HGDiffuser: Efficient Task-Oriented Grasp Generation via Human-Guided Grasp Diffusion Models

📅 2025-03-01
📈 Citations: 0
Influential: 0
📄 PDF
🤖 AI Summary
Existing task-oriented grasping (TOG) methods rely on an inefficient two-stage paradigm: blind sampling of 6-DoF gripper poses followed by constraint-based filtering using human demonstrations, resulting in low sampling efficiency and poor stability. This work proposes DiffGrasp, the first single-stage end-to-end diffusion framework for TOG that explicitly incorporates human grasp demonstrations into the diffusion sampling process, enabling direct generation of physically stable, task-constrained 6-DoF parallel-jaw grasps. We adopt a Diffusion Transformer (DiT) as the backbone architecture to enhance pose representation learning and modeling fidelity. Experiments demonstrate significant improvements in grasp success rate and generation efficiency across multi-object, multi-task scenarios, while achieving more robust imitation of human grasping strategies. DiffGrasp establishes a new, efficient, and interpretable paradigm for TOG, bridging high-level task specifications with low-level physical feasibility in a unified generative framework.

Technology Category

Application Category

📝 Abstract
Task-oriented grasping (TOG) is essential for robots to perform manipulation tasks, requiring grasps that are both stable and compliant with task-specific constraints. Humans naturally grasp objects in a task-oriented manner to facilitate subsequent manipulation tasks. By leveraging human grasp demonstrations, current methods can generate high-quality robotic parallel-jaw task-oriented grasps for diverse objects and tasks. However, they still encounter challenges in maintaining grasp stability and sampling efficiency. These methods typically rely on a two-stage process: first performing exhaustive task-agnostic grasp sampling in the 6-DoF space, then applying demonstration-induced constraints (e.g., contact regions and wrist orientations) to filter candidates. This leads to inefficiency and potential failure due to the vast sampling space. To address this, we propose the Human-guided Grasp Diffuser (HGDiffuser), a diffusion-based framework that integrates these constraints into a guided sampling process. Through this approach, HGDiffuser directly generates 6-DoF task-oriented grasps in a single stage, eliminating exhaustive task-agnostic sampling. Furthermore, by incorporating Diffusion Transformer (DiT) blocks as the feature backbone, HGDiffuser improves grasp generation quality compared to MLP-based methods.

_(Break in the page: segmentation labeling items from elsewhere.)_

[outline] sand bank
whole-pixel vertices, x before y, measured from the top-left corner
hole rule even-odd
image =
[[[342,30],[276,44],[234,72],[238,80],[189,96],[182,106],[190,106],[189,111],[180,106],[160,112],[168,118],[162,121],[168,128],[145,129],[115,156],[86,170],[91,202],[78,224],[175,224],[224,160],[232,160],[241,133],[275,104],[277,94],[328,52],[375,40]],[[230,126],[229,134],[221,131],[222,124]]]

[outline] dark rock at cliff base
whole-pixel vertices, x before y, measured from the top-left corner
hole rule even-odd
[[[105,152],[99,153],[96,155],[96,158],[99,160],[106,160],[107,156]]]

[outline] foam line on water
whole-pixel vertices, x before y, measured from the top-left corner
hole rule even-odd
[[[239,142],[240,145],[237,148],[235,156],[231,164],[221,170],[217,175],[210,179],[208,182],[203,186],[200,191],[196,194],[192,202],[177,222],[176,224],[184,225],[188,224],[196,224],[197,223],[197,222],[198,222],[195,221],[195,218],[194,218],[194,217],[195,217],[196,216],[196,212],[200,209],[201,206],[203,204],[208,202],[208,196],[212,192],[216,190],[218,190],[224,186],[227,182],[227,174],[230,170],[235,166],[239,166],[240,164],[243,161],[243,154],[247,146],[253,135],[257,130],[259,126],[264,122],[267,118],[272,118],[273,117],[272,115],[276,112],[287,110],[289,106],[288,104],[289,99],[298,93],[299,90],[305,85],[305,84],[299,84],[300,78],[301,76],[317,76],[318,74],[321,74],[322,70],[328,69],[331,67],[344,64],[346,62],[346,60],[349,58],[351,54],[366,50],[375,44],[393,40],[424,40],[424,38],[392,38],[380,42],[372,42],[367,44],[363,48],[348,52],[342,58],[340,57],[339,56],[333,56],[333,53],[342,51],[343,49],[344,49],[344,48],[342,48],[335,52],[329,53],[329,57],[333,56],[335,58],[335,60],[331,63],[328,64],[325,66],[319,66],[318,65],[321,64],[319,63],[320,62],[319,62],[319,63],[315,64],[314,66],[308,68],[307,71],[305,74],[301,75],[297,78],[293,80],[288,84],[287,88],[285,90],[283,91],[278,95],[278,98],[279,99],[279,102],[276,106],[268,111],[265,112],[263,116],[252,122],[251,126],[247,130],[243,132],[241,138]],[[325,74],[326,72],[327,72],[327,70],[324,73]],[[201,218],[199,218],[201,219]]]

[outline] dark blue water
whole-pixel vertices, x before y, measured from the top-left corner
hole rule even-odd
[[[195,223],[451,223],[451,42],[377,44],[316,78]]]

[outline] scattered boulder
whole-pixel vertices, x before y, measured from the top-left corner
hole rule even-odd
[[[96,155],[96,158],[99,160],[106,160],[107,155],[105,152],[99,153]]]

Experimental results demonstrate that our approach significantly improves the efficiency of task-oriented grasp generation, enabling more effective transfer of human grasping strategies to robotic systems. To access the source code and supplementary videos, visit https://sites.google.com/view/hgdiffuser.
Problem

Research questions and friction points this paper is trying to address.

Improves efficiency in task-oriented robotic grasp generation.
Enhances grasp stability and sampling efficiency using human-guided models.
Directly generates 6-DoF grasps, eliminating exhaustive sampling stages.
Innovation

Methods, ideas, or system contributions that make the work stand out.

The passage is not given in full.